II – Les éléments d’une démocratie européenne
7- La CNCDH n’a pas à se prononcer sur les « structures politiques » de l’Union européenne, mais elle doit rappeler le lien étroit entre démocratie et droits de l’homme. Alors que la construction européenne est trop souvent ressentie comme technocratique et éloignée des citoyens, il faut souligner la nécessité absolue de rapprocher les citoyens des processus de décision.

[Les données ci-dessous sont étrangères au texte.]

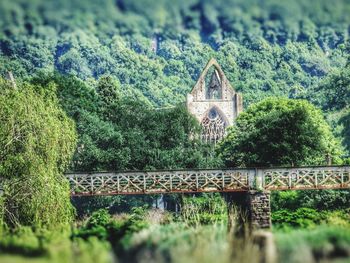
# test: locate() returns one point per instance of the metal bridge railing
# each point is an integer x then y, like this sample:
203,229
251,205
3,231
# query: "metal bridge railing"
226,180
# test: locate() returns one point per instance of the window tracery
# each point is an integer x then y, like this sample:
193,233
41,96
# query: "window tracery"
213,127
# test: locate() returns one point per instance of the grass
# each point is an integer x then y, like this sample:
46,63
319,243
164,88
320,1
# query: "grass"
321,244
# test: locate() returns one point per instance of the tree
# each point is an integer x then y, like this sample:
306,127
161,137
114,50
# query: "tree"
37,141
279,131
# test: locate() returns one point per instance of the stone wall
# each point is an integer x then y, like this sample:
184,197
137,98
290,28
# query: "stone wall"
260,209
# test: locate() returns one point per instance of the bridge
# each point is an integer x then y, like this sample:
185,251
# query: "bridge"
209,180
247,189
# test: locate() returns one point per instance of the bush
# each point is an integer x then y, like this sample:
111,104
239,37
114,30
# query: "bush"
301,218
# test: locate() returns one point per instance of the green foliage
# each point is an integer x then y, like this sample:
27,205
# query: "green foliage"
301,218
320,244
118,232
37,141
23,245
318,199
22,241
203,209
278,131
157,48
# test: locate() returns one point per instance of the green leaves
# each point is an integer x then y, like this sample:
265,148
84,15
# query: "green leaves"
278,132
37,141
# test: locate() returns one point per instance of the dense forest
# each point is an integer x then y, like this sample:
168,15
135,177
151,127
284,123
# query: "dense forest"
101,85
155,50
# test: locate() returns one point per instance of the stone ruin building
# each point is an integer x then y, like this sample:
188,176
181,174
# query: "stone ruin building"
214,102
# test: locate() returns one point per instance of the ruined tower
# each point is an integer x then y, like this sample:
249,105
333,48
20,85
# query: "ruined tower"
214,102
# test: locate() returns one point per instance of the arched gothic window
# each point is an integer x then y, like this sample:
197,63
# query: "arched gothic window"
213,86
213,126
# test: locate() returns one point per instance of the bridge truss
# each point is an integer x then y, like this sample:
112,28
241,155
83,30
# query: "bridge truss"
227,180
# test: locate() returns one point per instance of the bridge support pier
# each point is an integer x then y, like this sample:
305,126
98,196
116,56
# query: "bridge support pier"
248,211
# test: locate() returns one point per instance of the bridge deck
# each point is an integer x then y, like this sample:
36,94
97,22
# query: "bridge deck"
228,180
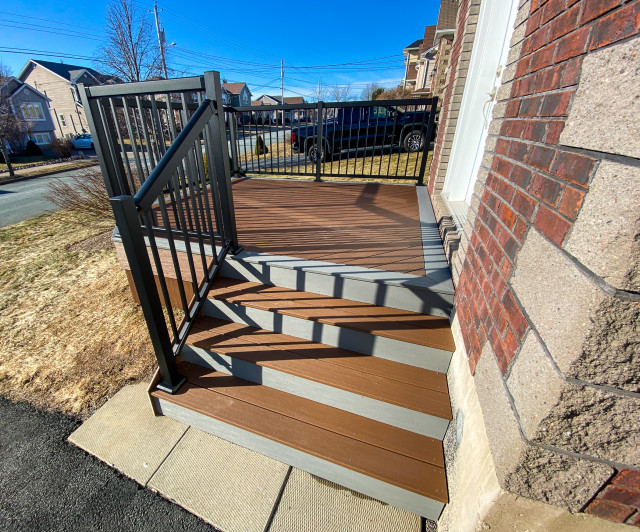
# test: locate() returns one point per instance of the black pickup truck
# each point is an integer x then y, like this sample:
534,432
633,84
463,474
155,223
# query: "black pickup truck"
363,127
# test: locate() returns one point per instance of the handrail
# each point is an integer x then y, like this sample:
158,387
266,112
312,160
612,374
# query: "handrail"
161,174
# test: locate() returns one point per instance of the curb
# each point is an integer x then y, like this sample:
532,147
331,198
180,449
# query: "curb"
44,174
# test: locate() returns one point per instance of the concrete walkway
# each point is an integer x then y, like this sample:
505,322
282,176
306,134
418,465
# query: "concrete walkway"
237,490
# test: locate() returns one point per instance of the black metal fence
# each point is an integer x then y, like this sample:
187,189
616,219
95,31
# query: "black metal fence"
164,156
388,139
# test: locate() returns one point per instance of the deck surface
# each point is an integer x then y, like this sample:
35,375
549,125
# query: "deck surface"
368,225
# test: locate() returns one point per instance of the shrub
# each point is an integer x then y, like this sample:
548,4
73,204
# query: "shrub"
62,147
32,149
86,193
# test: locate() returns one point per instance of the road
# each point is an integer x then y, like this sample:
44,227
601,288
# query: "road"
25,199
47,484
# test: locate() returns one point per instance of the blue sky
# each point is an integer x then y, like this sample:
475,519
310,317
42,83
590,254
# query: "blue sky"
245,41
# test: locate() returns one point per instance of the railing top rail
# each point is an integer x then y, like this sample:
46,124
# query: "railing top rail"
159,177
147,87
368,103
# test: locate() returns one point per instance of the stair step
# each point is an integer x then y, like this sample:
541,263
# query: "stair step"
400,325
391,464
290,355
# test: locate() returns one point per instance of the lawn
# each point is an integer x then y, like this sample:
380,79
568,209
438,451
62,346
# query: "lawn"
70,334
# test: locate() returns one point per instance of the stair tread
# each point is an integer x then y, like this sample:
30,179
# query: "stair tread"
421,329
273,350
389,454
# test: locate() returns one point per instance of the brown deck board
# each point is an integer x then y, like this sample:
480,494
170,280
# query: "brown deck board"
403,373
407,326
371,225
391,467
234,342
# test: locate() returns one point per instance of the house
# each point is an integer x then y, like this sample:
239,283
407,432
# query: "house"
535,189
266,99
426,63
411,55
31,105
239,94
535,186
59,83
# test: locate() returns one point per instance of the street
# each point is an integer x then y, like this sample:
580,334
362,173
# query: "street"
25,199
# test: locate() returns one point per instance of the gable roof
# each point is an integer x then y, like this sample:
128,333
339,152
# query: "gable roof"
17,87
414,44
66,71
235,88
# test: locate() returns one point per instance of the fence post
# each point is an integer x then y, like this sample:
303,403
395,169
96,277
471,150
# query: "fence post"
319,141
427,140
104,143
235,167
222,171
128,223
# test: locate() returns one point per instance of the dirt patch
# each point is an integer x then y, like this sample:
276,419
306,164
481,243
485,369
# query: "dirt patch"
70,334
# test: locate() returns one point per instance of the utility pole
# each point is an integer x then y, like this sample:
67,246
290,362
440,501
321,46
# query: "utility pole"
282,86
161,39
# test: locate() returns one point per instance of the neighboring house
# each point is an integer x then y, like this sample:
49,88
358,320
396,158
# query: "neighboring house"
239,94
426,63
411,56
267,99
58,82
536,190
31,105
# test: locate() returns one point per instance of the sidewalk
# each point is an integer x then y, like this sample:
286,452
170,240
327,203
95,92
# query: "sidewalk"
47,169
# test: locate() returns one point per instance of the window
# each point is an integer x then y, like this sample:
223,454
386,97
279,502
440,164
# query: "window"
41,138
32,111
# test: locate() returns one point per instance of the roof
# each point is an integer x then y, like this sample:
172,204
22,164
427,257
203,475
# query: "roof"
414,44
447,15
13,86
235,88
66,71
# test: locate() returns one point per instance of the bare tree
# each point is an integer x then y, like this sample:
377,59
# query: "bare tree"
340,93
13,128
371,91
131,51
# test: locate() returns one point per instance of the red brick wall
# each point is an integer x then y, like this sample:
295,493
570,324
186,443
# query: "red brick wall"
533,180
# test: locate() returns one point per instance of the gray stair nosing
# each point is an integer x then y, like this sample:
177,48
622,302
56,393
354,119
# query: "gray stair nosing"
361,342
390,414
343,476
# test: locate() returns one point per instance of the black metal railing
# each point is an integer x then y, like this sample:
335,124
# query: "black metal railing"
163,151
388,139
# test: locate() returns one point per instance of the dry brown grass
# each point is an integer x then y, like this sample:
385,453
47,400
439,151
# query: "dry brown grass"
70,334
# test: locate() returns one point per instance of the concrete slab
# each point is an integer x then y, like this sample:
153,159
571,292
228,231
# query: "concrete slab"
125,434
311,504
231,487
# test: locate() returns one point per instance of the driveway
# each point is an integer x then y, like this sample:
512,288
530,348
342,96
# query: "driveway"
47,484
25,199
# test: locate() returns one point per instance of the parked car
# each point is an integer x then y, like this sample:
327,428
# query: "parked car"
358,127
84,141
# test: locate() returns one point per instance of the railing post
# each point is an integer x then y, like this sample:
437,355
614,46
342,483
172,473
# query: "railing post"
128,223
319,142
104,143
222,171
235,167
427,140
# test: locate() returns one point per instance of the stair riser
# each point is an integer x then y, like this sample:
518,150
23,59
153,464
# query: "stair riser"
414,299
394,415
377,489
358,341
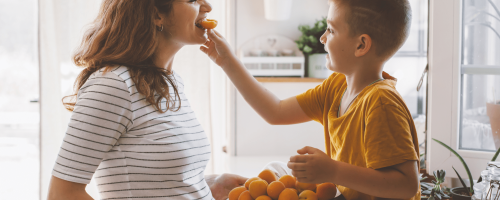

La construction européenne doit aujourd’hui se fonder sur une véritable démocratie participative :
a) La CNCDH recommande de donner le droit de vote aux élections européennes aux ressortissants étrangers établis durablement sur le territoire de l’Union européenne.
b) Elle préconise de renforcer le rôle du Parlement européen et de réformer le mode de scrutin afin de faire disparaître les inégalités entre Etats et de rapprocher les députés européens de leurs électeurs.
c) Elle insiste sur le besoin de transparence et sur l’indispensable amélioration de l’information, de la consultation et de la participation des citoyens de l’Union européenne.
8- Elle recommande le développement à l’échelle européenne d’une instance consultative de protection et de promotion des droits de l’homme, fédérant les institutions nationales déjà existantes, comme la CNCDH, ainsi que la coopération entre instances spécialisées, comme c’est déjà le cas en matière de lutte contre le racisme et la xénophobie.
9- Elle préconise une réflexion approfondie sur le rôle et la place de la société civile et de ses différentes composantes, et notamment sur les relations entre les institutions européennes et les organisations non gouvernementales de promotion et de défense des droits de l’homme, dans le respect de l’indépendance et de pluralisme de ces groupements.